№ 427/2014 from Dec 11, 2014
The Frankish kingdom of the Merovingians and its external relations are the subject of an international conference to be held December 17 to 20 at Freie Universität Berlin. Researchers from Germany, Israel, Europe, and the United States will analyze the trading relations the Merovingian Frankish Empire (481–751) maintained with the Mediterranean region. It is expected that a new image will emerge of the transitional period between antiquity and the Middle Ages. The conference is being sponsored by the Minerva Foundation in the Gentner Symposium series. The Minerva Foundation, which is based at the Max Planck Society, promotes German-Isreali cooperation in research. Since 1973 the Minerva Foundation has been sponsoring two conferences in the Gentner Symposium series annually. The conference will take place in English. It is public, and there is no admission charge.
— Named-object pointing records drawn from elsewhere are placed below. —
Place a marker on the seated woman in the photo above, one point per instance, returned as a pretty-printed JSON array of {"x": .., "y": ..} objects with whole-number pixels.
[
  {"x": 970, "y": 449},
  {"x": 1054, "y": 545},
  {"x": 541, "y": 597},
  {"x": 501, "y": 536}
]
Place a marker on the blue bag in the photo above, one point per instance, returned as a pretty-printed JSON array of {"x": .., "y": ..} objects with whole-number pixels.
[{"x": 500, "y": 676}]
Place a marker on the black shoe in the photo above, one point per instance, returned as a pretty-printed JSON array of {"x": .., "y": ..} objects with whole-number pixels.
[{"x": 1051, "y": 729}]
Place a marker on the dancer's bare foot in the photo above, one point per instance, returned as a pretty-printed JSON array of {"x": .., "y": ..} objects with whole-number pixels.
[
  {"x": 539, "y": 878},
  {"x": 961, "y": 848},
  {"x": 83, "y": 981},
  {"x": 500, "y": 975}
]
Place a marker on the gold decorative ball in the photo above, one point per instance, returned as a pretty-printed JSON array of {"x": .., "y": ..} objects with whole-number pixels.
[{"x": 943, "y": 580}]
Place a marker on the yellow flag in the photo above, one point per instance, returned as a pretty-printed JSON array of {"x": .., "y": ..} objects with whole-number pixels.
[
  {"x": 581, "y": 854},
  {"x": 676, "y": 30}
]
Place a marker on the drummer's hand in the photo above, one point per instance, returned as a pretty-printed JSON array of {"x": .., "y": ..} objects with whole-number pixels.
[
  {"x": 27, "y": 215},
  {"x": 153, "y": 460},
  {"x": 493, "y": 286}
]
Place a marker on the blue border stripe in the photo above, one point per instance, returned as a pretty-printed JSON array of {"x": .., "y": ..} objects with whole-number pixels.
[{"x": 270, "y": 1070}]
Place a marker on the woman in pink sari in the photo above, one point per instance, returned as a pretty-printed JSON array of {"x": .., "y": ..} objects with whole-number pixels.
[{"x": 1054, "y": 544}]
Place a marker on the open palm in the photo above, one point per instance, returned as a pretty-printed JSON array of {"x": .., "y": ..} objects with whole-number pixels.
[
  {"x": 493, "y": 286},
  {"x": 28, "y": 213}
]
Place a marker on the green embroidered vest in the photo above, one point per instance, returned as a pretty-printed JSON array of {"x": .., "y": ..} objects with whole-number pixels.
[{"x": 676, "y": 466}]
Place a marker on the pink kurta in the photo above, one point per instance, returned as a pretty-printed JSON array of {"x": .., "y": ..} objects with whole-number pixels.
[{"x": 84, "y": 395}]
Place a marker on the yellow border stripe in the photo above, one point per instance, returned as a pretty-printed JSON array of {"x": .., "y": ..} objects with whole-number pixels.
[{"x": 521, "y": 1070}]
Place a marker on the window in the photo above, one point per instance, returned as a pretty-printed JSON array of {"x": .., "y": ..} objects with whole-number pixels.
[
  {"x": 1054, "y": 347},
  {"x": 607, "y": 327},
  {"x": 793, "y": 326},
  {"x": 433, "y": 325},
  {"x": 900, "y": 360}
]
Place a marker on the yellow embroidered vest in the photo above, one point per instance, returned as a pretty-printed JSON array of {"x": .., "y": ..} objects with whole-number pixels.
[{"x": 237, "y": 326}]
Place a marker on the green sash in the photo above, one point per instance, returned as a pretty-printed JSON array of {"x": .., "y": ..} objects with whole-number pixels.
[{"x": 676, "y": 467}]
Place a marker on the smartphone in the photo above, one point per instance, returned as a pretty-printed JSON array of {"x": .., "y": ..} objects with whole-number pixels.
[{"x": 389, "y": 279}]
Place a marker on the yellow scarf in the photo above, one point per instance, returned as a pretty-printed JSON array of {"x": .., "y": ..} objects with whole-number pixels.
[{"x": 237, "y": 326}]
The Frankish kingdom of the Merovingians, built in Gaul after the fall of the Western Roman Empire (476), was not only deeply rooted in the traditions of antiquity and various Germanic tribes, but also had complex economic, cultural, religious, and political relations with the Byzantine and Islamic worlds, to the papacy in Italy, as well as to Spain and North Africa. By examining Western and Eastern sources and archaeological finds, the conference participants aim to reach a new Mediterranean classification of the Merovingian period. The period was long dominated by national interpretations of history and considered either as German or French "early history."
The conference is being jointly organized by Stefan Esders, a professor of the history of late antiquity and the Early Middle Ages at the Freiderich Meinecke Institute of Freie Universität Berlin, and Yitzhak Hen, a professor of medieval history at Ben-Gurion University of the Negev in Beer Sheva.